Teachers who are members of a co-operative have welcomed a move that is aimed at recovering some Rwf700 million from loan defaulters.
This comes after it emerged that a number of teachers who owed Umwalimu Savings and Credit Co-operative (sacco) more than Rwf1 billion have left the profession since 2009 and disappeared without having repaid their loans.
The non-performing loans (NPL) in the sacco’s books has been increasing, with last year’s figures having risen by one per cent. That translates to an increase of 6.1 per cent, 3.3 per cent and 4.1 per cent, respectively, since 2012.
Joseph Museruka, the managing director of the sacco, said that the recovery seeks to engage fellow teachers, who will earn a commission equivalent to 20 per cent of the value of the recovered assets.
“This is a challenge we are facing,” said Mr Museruka, “because some teachers abscond from duty during the year for different reasons and some get new jobs while others are relieved of their duties and disappear without repaying the loans. We are trying to resolve the problem using other teachers because some of them live very far from where they borrowed the loans but they can be tracked by their colleagues.”
According to Mr Museruka, the decision was taken after realising that the cost of recovering the debts was becoming unbearable, forcing the general assembly of teachers to agree on using other teachers in the recovery process.
“We have now tasked all teachers’ representatives up to the district level to help out in the recovery method,” he said. “We will motivate them with 20 per cent upon recovery of any given amount.”
Mr Museruka added that through the new system of recovery, some Rwf179 million had been returned to the sacco’s accounts by December last year.
Although the bank, through its different products, services its clients with lot of diversified loans paid using different modalities of reimbursement, at least all products are processed depending on security guarantees, he explained.
“The problem has not been with concessional loans or other type of loans but mainly with salary advances, because the teacher does not necessary have to provide a guarantee,” he added.
The ambitious six-year-old financial institution has so far lent up to Rwf87.3 billion to its members, with the biggest portion of the loan book invested in construction and small-scale businesses.
Teachers see the move as motivational despite the remaining challenge of a borrowing limit imposed to members due to financial constraints.

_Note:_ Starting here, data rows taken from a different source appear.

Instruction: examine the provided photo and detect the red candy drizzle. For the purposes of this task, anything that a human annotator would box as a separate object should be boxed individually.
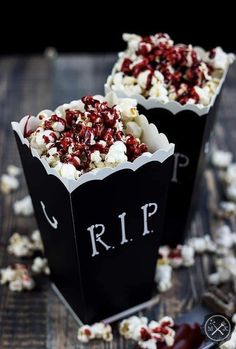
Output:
[121,33,215,104]
[44,96,147,172]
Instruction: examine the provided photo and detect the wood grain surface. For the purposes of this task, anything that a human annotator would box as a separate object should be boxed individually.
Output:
[0,55,236,349]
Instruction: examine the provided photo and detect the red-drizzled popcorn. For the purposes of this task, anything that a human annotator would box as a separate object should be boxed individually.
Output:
[119,316,175,348]
[110,33,234,106]
[24,93,169,179]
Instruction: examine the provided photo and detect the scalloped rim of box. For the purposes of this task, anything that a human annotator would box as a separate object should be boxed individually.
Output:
[104,47,230,116]
[11,121,175,193]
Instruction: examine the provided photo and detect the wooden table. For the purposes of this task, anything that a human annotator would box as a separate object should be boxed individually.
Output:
[0,55,236,349]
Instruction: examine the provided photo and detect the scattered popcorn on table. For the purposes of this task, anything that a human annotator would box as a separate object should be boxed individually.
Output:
[213,224,236,254]
[7,165,21,177]
[31,229,44,253]
[0,174,19,194]
[119,315,148,339]
[211,150,233,168]
[7,230,43,257]
[31,257,50,275]
[119,316,175,349]
[188,235,216,253]
[226,182,236,202]
[223,162,236,184]
[0,263,35,292]
[13,195,34,216]
[155,259,172,292]
[216,201,236,219]
[78,322,113,343]
[7,233,34,257]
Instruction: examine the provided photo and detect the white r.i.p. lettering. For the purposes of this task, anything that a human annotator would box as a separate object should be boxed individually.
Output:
[171,153,189,183]
[40,201,58,229]
[118,212,129,245]
[141,202,158,235]
[87,224,112,257]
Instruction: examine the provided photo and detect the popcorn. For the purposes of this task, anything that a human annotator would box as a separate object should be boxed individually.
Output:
[224,162,236,184]
[22,92,169,180]
[7,233,34,257]
[109,33,234,108]
[7,165,21,177]
[211,150,233,168]
[213,224,236,253]
[13,195,34,216]
[155,260,172,292]
[119,316,175,348]
[78,322,113,343]
[31,230,44,253]
[119,316,148,339]
[7,230,43,257]
[0,174,20,194]
[226,182,236,202]
[216,201,236,218]
[0,263,35,292]
[31,257,50,275]
[188,235,216,253]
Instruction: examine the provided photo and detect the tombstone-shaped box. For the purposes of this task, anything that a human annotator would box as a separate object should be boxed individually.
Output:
[12,109,174,323]
[105,44,234,246]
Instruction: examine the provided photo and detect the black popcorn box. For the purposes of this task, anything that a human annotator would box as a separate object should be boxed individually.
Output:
[105,61,232,246]
[12,122,174,323]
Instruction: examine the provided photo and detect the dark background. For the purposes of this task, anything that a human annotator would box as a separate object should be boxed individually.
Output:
[0,0,236,54]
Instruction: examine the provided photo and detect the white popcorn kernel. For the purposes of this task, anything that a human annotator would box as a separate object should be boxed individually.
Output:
[137,70,151,89]
[155,264,172,292]
[0,174,19,194]
[91,150,102,163]
[119,316,148,339]
[7,165,21,177]
[213,224,235,249]
[52,121,65,132]
[78,322,113,343]
[1,263,35,292]
[0,267,15,285]
[54,162,77,179]
[7,233,33,257]
[36,109,52,121]
[149,82,169,103]
[211,150,233,168]
[31,230,44,252]
[194,86,211,106]
[13,195,34,216]
[207,46,234,70]
[225,162,236,184]
[125,121,142,138]
[105,141,127,164]
[181,245,195,267]
[220,201,236,215]
[188,235,216,253]
[77,325,95,343]
[9,279,24,292]
[31,257,50,275]
[138,338,157,349]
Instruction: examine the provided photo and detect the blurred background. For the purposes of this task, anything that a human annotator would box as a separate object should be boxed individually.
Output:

“For example, not until you form a group or a co-operative can you apply for a loan of Rwf100 million,” said Janviere Murerwa, a beneficiary of the bank’s loan portfolio. “The ceiling per one teacher, depending on a project, cannot go beyond Rwf3 million and with many conditions.”
So far, the sacco finances an individual borrower to up to 80 per cent of the budget, depending on the collateral security and the salary. According to a report from the sacco, since 2010 lending has progressively increased from Rwf3 million repayable in two years to Rwf15 million repayable over 15 years.
According to the report, since 2013 the maximum loan granted depends with the borrower’s financial capacity to repay, although upon fulfilment of the requirements a member can be advanced up to Rwf50 million. It adds that since 2010 the sacco reached its profitability zone, having made Rwf1.4 billion alone last year with permanent savings having grown up to Rwf9.2 billion from five per cent of the member’s net monthly salary.
Out of the 50,038 teachers whose salaries are paid through Umwalimu, 91 per cent have loans. Others are paid through other financial institutions because they have commitments there.
The teachers co-operative, which offers a variety of loans, previously reduced the rate at which it lends by three per cent in a move meant to allow more members to access loans.
It reduced its interest rate on loans from 14 per cent to 11 per cent to help teachers who get their payments from the government budget line.
Last year but one, the co-operative of more than 75,000 active members was boosted with $8 million (Rwf5 billion) to its coffers on top of a normal running lending capital estimated at around $64 million (Rwf40 billion) per year.